The Folly of the Embargo on Cuba
New York Dr. Cesar Chelala
At a time when relations between Iran and the West have the potential to improve, after many years of antagonism, it is worth reflecting on the fact that relations between nations can contribute either to a climate of antagonism and war or of cooperation and peace that extends even beyond the countries in conflict. Nowhere is this truer than in the relationship between the United States and Cuba.
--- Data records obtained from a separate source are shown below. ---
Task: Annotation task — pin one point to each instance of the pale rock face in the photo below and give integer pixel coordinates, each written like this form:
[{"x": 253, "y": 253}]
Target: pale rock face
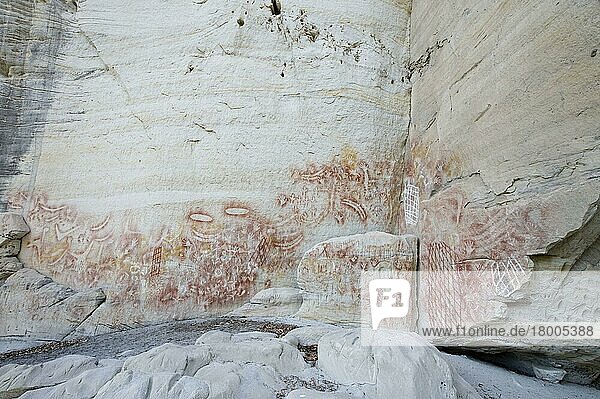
[
  {"x": 12, "y": 227},
  {"x": 82, "y": 386},
  {"x": 34, "y": 306},
  {"x": 234, "y": 372},
  {"x": 9, "y": 266},
  {"x": 502, "y": 157},
  {"x": 197, "y": 149},
  {"x": 411, "y": 371},
  {"x": 126, "y": 384},
  {"x": 10, "y": 248},
  {"x": 233, "y": 380},
  {"x": 313, "y": 394},
  {"x": 277, "y": 354},
  {"x": 185, "y": 360},
  {"x": 46, "y": 374},
  {"x": 309, "y": 335},
  {"x": 330, "y": 272},
  {"x": 272, "y": 302}
]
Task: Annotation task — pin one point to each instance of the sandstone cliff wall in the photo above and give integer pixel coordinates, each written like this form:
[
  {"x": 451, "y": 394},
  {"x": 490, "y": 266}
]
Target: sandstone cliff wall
[{"x": 182, "y": 155}]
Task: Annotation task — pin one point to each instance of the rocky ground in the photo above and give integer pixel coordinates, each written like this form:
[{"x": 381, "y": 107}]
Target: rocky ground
[{"x": 255, "y": 358}]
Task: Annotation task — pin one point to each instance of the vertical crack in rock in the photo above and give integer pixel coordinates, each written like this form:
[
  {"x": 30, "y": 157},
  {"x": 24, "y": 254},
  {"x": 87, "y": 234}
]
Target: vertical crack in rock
[{"x": 32, "y": 33}]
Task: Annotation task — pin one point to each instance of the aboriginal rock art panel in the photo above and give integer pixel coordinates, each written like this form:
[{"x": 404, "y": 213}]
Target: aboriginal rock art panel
[
  {"x": 205, "y": 260},
  {"x": 344, "y": 189}
]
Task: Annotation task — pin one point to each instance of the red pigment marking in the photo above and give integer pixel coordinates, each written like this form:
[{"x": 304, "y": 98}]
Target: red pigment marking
[{"x": 201, "y": 217}]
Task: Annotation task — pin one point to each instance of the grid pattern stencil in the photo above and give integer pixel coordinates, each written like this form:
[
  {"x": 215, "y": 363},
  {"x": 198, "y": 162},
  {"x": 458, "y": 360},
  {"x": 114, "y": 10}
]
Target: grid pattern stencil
[
  {"x": 508, "y": 275},
  {"x": 445, "y": 294},
  {"x": 411, "y": 204}
]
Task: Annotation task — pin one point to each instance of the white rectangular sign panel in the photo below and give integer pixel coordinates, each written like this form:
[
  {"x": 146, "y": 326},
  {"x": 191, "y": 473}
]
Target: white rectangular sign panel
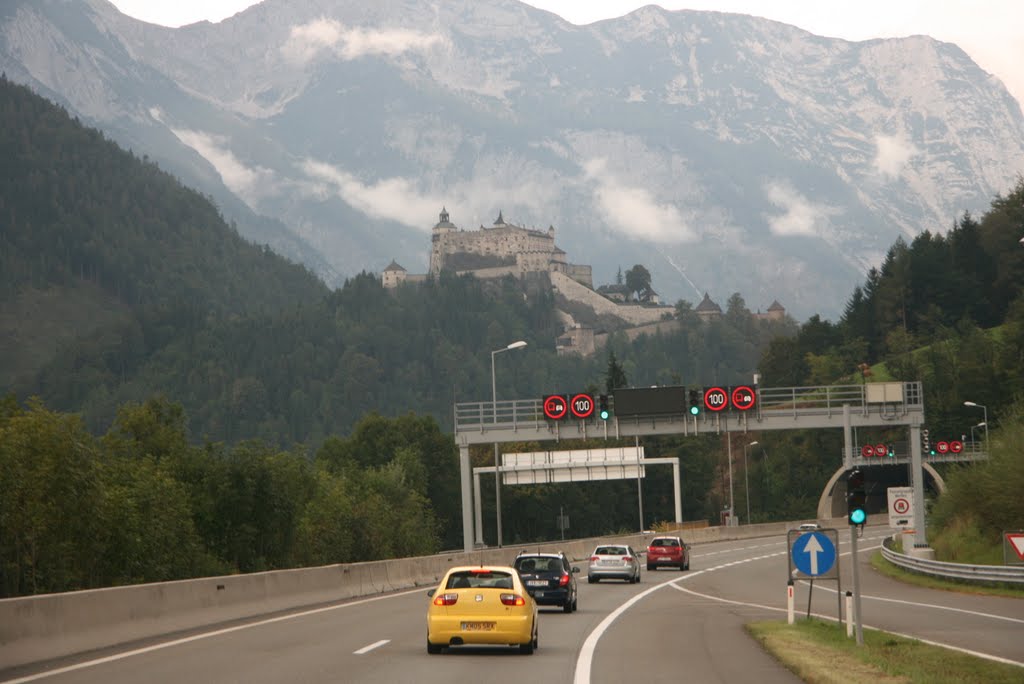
[
  {"x": 580, "y": 465},
  {"x": 900, "y": 507}
]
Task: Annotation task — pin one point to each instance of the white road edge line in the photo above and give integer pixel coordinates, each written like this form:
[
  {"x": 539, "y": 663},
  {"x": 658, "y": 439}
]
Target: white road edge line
[
  {"x": 196, "y": 637},
  {"x": 376, "y": 644}
]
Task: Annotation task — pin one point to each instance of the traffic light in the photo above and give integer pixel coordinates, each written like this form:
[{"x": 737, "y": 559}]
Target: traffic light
[{"x": 856, "y": 499}]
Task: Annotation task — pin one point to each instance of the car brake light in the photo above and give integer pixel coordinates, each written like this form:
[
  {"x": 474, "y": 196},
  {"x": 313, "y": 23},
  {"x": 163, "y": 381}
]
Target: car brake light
[
  {"x": 513, "y": 599},
  {"x": 445, "y": 599}
]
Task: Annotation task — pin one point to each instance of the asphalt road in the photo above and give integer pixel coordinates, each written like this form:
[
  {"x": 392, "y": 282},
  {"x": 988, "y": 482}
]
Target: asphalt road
[{"x": 672, "y": 627}]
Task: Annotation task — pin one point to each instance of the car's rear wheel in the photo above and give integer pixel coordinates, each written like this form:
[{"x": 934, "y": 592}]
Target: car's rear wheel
[{"x": 528, "y": 647}]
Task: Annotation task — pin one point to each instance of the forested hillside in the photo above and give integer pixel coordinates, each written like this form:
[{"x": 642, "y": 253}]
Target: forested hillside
[
  {"x": 179, "y": 401},
  {"x": 118, "y": 284}
]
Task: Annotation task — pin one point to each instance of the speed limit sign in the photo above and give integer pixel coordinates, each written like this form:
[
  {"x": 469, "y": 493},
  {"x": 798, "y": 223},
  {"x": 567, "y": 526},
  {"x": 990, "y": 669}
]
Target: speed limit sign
[{"x": 582, "y": 405}]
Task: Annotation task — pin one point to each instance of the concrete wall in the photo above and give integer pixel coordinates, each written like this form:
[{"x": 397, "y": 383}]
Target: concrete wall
[
  {"x": 633, "y": 313},
  {"x": 49, "y": 626}
]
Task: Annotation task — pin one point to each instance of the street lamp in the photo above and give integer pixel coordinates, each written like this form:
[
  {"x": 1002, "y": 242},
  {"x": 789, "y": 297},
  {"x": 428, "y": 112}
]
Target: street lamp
[
  {"x": 984, "y": 421},
  {"x": 747, "y": 481},
  {"x": 494, "y": 408}
]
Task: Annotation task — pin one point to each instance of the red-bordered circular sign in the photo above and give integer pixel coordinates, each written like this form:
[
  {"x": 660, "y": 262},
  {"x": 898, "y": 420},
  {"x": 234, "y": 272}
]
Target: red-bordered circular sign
[
  {"x": 555, "y": 407},
  {"x": 582, "y": 405},
  {"x": 742, "y": 397},
  {"x": 716, "y": 398}
]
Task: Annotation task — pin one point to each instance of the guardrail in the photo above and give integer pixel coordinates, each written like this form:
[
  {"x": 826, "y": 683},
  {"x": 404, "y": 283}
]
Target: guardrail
[
  {"x": 946, "y": 570},
  {"x": 50, "y": 626}
]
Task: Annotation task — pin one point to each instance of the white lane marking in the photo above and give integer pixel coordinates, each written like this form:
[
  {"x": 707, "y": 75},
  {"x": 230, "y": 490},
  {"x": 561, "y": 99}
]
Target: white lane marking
[
  {"x": 376, "y": 644},
  {"x": 196, "y": 637},
  {"x": 586, "y": 657}
]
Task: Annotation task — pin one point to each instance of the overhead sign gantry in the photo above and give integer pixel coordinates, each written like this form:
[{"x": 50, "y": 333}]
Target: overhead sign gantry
[{"x": 665, "y": 411}]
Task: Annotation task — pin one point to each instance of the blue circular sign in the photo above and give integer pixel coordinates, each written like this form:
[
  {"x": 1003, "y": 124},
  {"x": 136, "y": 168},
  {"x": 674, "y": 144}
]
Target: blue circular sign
[{"x": 813, "y": 554}]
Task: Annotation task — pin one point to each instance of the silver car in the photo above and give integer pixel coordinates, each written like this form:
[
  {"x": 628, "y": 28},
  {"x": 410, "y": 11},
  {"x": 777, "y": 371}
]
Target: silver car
[{"x": 616, "y": 561}]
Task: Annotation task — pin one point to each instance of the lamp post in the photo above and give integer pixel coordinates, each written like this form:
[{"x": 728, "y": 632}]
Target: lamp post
[
  {"x": 494, "y": 408},
  {"x": 732, "y": 511},
  {"x": 976, "y": 426},
  {"x": 984, "y": 420},
  {"x": 747, "y": 481}
]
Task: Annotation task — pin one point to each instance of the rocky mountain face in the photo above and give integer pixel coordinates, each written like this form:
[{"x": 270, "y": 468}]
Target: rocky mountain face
[{"x": 724, "y": 153}]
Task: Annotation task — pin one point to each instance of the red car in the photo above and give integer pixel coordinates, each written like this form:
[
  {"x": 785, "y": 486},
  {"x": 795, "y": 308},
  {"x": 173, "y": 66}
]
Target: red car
[{"x": 670, "y": 551}]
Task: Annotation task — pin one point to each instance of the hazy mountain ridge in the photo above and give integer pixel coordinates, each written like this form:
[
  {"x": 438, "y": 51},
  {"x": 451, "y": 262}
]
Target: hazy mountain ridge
[{"x": 725, "y": 153}]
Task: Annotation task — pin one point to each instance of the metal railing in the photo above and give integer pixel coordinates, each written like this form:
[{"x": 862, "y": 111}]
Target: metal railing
[
  {"x": 821, "y": 400},
  {"x": 960, "y": 571}
]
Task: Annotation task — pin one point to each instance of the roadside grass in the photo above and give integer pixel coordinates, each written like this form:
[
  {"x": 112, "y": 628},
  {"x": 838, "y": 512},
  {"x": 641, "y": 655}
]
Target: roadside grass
[
  {"x": 819, "y": 652},
  {"x": 890, "y": 570}
]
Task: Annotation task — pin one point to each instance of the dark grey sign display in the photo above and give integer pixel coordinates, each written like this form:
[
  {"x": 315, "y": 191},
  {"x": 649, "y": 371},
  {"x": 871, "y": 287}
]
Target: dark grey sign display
[{"x": 649, "y": 400}]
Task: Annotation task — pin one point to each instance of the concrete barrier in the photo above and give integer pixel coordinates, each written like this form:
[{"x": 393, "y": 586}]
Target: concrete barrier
[{"x": 49, "y": 626}]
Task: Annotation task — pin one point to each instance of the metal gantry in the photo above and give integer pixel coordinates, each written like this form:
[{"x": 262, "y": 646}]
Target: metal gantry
[{"x": 839, "y": 407}]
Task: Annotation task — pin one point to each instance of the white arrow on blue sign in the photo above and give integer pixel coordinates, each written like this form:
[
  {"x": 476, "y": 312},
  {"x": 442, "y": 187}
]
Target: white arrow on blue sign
[{"x": 813, "y": 554}]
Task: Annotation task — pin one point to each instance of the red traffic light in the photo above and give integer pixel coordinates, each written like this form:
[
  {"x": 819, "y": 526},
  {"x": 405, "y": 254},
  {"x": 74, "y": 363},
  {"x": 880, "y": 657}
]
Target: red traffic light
[
  {"x": 743, "y": 397},
  {"x": 555, "y": 407}
]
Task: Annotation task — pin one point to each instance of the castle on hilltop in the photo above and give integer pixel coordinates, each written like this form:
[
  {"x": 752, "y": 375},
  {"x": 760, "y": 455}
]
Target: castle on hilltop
[
  {"x": 503, "y": 249},
  {"x": 506, "y": 249}
]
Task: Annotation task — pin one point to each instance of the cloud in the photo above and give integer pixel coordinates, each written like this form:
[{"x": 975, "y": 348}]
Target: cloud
[
  {"x": 399, "y": 199},
  {"x": 800, "y": 216},
  {"x": 249, "y": 182},
  {"x": 635, "y": 210},
  {"x": 893, "y": 152},
  {"x": 392, "y": 199},
  {"x": 305, "y": 41}
]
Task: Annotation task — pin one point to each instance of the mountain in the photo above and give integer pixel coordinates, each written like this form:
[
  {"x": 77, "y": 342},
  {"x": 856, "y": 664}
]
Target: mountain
[{"x": 725, "y": 153}]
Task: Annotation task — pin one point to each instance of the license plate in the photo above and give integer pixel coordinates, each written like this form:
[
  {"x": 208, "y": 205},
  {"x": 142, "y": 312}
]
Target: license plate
[{"x": 477, "y": 627}]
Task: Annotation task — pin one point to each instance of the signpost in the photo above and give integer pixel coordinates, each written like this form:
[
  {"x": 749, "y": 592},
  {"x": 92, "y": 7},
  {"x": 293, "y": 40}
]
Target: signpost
[
  {"x": 555, "y": 407},
  {"x": 716, "y": 399},
  {"x": 900, "y": 506},
  {"x": 812, "y": 556}
]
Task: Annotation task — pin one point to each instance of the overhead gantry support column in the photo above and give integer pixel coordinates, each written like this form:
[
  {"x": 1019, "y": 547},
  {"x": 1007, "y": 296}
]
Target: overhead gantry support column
[
  {"x": 918, "y": 472},
  {"x": 466, "y": 477},
  {"x": 677, "y": 492}
]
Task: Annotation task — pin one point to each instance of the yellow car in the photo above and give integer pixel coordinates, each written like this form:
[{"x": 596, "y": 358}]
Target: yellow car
[{"x": 481, "y": 604}]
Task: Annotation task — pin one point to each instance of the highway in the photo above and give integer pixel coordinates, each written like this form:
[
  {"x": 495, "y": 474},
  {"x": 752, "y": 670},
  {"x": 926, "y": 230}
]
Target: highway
[{"x": 673, "y": 626}]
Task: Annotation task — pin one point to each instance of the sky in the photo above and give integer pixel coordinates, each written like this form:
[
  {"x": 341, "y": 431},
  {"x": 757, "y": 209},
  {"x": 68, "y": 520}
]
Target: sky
[{"x": 990, "y": 31}]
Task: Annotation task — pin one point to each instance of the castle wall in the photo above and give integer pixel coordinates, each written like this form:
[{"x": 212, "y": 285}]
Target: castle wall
[{"x": 633, "y": 313}]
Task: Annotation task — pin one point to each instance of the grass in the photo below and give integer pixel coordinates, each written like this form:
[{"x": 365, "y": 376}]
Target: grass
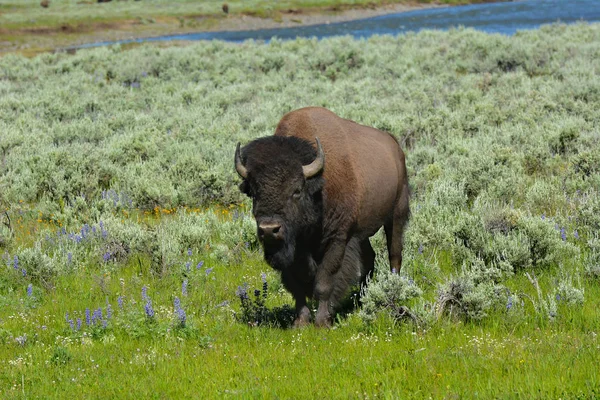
[
  {"x": 29, "y": 29},
  {"x": 130, "y": 151}
]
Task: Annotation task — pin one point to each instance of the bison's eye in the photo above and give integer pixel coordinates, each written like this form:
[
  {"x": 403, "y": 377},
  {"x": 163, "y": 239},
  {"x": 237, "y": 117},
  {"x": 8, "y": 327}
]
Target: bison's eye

Irrationality reigns. The trade embargo against Cuba, the most enduring in modern history, has been strongly criticized not only by those sympathetic to the Cuban regime but also by many leading US officials and legislators. In 2005, George P. Schultz, Secretary of State under President Ronald Reagan, called the continuing embargo “insane.” Now, by a vote 188 to 2, and for the 22nd time, the United Nations condemned the US blockade of Cuba.
Former President Jimmy Carter says anti-Castro leaders in Florida have a major and exaggerated influence on the US presidential election in that battleground state. Carter, a severe critic of US policy on Cuba, estimates that most Cuban-Americans now want open borders and an end to the trade embargo. Before taking office, President Barak Obama declared that he wanted to recast long-hostile U.S.-Cuba relations. After Pope Benedict XVI’s 2012 visit to Cuba, the US Bishops called for an end to the embargo.
The embargo has gained the US universal condemnation without making a dent in the Castro brothers’ policies. Paradoxically, in absolute terms, the embargo now costs the United States far more than it costs Cuba. The Cuban Policy Foundation (CPF), a US nonprofit organization dedicated to the study of the benefits of expanding trade and people-to-people contact with Cuba, estimated that up to $4.84 billion are lost annually by the US because of the restrictions on exports to Cuba. The Cuban government estimates that the embargo costs Cuba $685 million annually.
Many Cubans consider the embargo a political measure that doesn’t respond to the wishes of majority of the American people. The time is overdue to implement a diplomatic approach that would lead to the lifting of the embargo and the reestablishment of normal relations between both countries. If we can have normal relations with Vietnam, the reasoning goes, why not have them with Cuba?
One suggestion to break the impasse would be to convene a high level meeting of Cuban and American doctors, where health issues could be assessed and recommendations made for bilateral aid. Despite the embargo that adversely affects the health of Cubans, Cuba has one of the highest life expectancy rates in the region with the average citizen living to 78 years plus, on a par with the United States.
As of 2012, infant mortality in Cuba had fallen to 4.83 deaths per thousand as compared with 6.0 deaths per thousand for the U.S. In its last report on children’s health, State of the World’s Children 2012, the United Nations Children’s Fund (UNICEF) stated that Cuba is the only country in Latin America and the Caribbean without child malnutrition.
An end to an embargo on medical supplies and equipment would, of course, be beneficial for Cuba. The US, for its part, would also gain from a closer look at the Cuban health policy of universal coverage and from advances made by Cuban medical researchers. Similar bilateral approaches in other fields of interest to the two countries might then follow, in particular in agriculture.
The world today, besieged by violence and war, will welcome a change of approach that until now has only hurt the Cuban people, alienated US allies, and drastically curtailed US commercial opportunities with Cuba. Ending the embargo will contribute to creating an atmosphere of goodwill of unpredictable but undoubtedly beneficial consequences for world peace.
Dr. Cesar Chelala is the foreign correspondent for The Middle East Times International (Australia).